Abstract
Perception of the fruit tree canopy is a vital technology for the intelligent control of a modern standardized orchard. Due to the complex three-dimensional (3D) structure of the fruit tree canopy, morphological parameters extracted from two-dimensional (2D) or single-perspective 3D images are not comprehensive enough. Three-dimensional information from different perspectives must be combined in order to perceive the canopy information efficiently and accurately in complex orchard field environment. The algorithms used for the registration and fusion of data from different perspectives and the subsequent extraction of fruit tree canopy related parameters are the keys to the problem. This study proposed a 3D morphological measurement method for a fruit tree canopy based on Kinect sensor self-calibration, including 3D point cloud generation, point cloud registration and canopy information extraction of apple tree canopy. Using 32 apple trees (Yanfu 3 variety) morphological parameters of the height (H), maximum canopy width (W) and canopy thickness (D) were calculated. The accuracy and applicability of this method for extraction of morphological parameters were statistically analyzed. The results showed that, on both sides of the fruit trees, the average relative error (ARE) values of the morphological parameters including the fruit tree height (H), maximum tree width (W) and canopy thickness (D) between the calculated values and measured values were 3.8%, 12.7% and 5.0%, respectively, under the V1 mode; the ARE values under the V2 mode were 3.3%, 9.5% and 4.9%, respectively; and the ARE values under the V1 and V2 merged mode were 2.5%, 3.6% and 3.2%, respectively.

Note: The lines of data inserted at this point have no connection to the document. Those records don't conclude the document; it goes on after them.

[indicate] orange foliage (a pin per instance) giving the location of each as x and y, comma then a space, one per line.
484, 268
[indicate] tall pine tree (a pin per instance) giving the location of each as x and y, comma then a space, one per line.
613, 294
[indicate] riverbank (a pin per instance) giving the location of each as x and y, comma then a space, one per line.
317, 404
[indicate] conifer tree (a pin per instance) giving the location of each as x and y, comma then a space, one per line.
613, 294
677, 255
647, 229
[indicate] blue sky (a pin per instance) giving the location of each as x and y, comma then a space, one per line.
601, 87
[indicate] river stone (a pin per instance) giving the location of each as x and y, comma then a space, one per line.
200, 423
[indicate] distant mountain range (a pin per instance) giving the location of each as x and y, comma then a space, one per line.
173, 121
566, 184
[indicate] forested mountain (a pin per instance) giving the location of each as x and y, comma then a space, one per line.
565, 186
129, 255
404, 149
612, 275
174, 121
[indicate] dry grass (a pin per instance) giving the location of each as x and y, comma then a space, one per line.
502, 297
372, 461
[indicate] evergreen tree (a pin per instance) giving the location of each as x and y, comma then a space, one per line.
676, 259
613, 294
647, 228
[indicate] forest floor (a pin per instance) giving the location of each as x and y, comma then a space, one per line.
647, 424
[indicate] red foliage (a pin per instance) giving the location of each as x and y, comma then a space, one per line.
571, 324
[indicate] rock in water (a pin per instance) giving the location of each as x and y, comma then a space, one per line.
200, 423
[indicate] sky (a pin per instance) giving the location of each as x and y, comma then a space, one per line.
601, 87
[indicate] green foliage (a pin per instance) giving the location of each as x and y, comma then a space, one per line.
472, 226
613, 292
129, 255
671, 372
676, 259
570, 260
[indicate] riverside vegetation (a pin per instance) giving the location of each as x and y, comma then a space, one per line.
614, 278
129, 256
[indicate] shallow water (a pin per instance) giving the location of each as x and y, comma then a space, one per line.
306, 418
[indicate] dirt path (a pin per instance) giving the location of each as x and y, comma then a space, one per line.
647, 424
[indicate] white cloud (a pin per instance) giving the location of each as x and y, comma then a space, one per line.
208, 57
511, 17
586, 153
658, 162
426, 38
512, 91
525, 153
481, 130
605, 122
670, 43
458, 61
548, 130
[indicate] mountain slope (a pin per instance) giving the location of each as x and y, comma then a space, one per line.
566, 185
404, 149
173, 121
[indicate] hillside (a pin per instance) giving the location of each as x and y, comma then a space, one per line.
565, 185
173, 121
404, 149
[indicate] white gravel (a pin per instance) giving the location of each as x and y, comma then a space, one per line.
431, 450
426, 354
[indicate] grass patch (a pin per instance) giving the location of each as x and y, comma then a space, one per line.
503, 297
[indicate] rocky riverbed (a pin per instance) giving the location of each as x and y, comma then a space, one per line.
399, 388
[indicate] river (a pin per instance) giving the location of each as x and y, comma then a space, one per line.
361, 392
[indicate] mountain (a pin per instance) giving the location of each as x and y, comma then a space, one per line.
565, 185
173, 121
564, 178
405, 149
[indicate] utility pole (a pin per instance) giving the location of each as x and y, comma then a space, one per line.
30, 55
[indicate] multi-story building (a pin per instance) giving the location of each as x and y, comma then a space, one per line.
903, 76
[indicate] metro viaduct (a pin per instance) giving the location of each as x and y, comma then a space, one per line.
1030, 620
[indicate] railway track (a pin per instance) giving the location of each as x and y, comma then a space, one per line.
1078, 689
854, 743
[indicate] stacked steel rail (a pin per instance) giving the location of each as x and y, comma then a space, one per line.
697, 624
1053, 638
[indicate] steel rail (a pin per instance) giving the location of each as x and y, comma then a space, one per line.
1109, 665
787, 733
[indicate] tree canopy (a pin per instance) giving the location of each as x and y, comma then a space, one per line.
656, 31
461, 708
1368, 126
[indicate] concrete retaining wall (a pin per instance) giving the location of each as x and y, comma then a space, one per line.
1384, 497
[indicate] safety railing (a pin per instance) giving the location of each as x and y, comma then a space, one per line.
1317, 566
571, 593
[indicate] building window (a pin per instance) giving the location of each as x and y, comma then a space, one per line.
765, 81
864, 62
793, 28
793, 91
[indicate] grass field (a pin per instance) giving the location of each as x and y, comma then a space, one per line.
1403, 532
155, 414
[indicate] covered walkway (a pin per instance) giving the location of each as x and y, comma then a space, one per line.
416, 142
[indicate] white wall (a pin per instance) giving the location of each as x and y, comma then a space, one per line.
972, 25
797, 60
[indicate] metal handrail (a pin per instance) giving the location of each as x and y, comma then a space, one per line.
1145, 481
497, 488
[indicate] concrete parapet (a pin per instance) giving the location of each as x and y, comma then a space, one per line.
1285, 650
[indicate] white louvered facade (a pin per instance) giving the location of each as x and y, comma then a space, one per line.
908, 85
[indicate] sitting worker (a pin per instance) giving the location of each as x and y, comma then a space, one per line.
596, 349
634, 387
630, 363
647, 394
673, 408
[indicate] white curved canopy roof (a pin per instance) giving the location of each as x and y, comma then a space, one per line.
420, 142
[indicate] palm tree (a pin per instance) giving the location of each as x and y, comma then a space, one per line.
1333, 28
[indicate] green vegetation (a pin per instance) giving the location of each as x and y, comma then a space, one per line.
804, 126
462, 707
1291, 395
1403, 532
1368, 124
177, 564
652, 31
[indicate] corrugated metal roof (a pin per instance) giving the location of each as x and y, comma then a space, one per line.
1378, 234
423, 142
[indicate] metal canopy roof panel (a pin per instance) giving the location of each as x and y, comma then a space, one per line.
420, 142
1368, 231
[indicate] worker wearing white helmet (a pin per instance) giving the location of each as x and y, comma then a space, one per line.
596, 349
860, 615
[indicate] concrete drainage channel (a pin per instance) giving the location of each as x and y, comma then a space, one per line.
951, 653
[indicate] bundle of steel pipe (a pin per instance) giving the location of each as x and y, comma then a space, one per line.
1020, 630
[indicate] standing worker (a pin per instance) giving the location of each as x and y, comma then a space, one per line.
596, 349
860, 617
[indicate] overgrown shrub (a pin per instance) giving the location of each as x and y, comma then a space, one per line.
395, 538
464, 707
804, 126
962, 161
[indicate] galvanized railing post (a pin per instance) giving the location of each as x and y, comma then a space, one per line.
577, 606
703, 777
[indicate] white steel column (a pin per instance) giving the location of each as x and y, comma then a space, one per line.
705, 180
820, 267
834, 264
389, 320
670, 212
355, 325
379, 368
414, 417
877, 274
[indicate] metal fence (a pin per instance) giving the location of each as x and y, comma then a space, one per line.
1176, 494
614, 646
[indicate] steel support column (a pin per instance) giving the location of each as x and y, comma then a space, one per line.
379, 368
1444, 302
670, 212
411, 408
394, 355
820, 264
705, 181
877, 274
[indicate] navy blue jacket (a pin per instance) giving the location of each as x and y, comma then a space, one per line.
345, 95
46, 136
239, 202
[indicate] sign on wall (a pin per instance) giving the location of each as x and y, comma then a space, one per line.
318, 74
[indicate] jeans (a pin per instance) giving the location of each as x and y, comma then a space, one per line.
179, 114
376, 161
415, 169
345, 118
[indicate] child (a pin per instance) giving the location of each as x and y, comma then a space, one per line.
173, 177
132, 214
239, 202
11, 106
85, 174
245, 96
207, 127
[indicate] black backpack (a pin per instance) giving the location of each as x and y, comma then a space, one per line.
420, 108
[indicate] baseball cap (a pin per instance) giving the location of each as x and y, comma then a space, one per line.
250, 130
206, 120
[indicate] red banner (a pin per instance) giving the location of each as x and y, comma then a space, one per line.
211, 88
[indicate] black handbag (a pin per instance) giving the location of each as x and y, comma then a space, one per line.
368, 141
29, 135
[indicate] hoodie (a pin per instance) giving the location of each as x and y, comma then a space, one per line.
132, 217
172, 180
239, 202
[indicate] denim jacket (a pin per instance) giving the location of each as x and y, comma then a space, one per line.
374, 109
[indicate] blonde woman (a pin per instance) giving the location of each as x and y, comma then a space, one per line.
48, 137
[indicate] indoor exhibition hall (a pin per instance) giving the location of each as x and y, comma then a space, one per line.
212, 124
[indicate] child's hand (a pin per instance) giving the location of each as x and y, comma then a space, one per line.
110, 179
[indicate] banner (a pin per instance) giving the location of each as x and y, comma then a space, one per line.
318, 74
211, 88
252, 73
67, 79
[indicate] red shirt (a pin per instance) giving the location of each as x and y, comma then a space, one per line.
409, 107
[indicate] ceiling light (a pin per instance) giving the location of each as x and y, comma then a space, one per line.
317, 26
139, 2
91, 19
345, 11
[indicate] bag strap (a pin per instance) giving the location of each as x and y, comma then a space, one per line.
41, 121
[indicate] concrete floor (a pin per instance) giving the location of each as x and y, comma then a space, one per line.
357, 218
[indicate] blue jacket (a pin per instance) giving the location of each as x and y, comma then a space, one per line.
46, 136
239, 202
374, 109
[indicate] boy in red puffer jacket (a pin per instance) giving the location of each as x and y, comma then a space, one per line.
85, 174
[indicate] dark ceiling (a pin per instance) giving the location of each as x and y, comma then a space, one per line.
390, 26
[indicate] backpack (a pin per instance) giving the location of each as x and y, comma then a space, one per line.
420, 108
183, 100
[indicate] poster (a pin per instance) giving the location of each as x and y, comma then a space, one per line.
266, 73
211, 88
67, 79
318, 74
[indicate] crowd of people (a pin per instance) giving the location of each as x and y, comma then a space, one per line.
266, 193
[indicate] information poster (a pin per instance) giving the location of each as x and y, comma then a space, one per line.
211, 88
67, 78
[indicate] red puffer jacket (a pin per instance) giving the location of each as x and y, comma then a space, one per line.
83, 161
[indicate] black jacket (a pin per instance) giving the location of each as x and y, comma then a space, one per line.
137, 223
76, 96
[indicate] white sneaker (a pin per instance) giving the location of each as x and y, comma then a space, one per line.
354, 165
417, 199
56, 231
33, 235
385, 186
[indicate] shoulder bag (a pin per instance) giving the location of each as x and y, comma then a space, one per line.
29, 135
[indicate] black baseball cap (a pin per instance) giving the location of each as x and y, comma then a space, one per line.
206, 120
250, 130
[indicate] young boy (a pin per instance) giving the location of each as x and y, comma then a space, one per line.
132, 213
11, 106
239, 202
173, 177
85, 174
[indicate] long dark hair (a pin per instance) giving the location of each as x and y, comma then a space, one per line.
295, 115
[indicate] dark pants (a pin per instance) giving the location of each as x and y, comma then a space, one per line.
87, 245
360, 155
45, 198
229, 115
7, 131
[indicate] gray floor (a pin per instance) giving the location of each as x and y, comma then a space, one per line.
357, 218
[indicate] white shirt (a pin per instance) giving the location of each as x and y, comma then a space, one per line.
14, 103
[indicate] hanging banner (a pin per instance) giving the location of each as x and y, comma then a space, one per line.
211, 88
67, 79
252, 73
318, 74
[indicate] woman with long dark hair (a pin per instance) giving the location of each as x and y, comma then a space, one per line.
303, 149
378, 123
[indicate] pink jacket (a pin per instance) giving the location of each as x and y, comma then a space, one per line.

The measurement accuracy of the tree width (W) under the double visual angle mode had a significant advantage over that under the single visual angle mode. The 3D point cloud reconstruction method based on Kinect self-calibration proposed in this study has high precision and stable performance, and the auxiliary calibration objects are readily portable and easy to install. It can be applied to different experimental scenes to extract 3D information of fruit tree canopies and has important implications to achieve the intelligent control of standardized orchards.
Highlights
The canopy is the first part of fruit trees to contact with light and the outside environment; it is the main place to carry out respiration and photosynthesis
Canopy morphology and structure are visualized on computer, and relevant parameter information such as canopy height and volume are extracted by the developed object-based image analysis (OBIA) algorithm
The analysis shows that the calculated values of the fruit tree height, the maximum tree width, and the canopy thickness were significantly correlated with their corresponding measured values
Summary
The canopy is the first part of fruit trees to contact with light and the outside environment; it is the main place to carry out respiration and photosynthesis. Studies of information perception show that the canopy determines the growth of the fruit tree, and affects the yield and economic benefits [1,2]. Canopy morphology and structure are visualized on computer, and relevant parameter information such as canopy height and volume are extracted by the developed object-based image analysis (OBIA) algorithm. These data can provide theoretical basis and technical support for the intelligent control, monitoring, and management of orchards [5,6]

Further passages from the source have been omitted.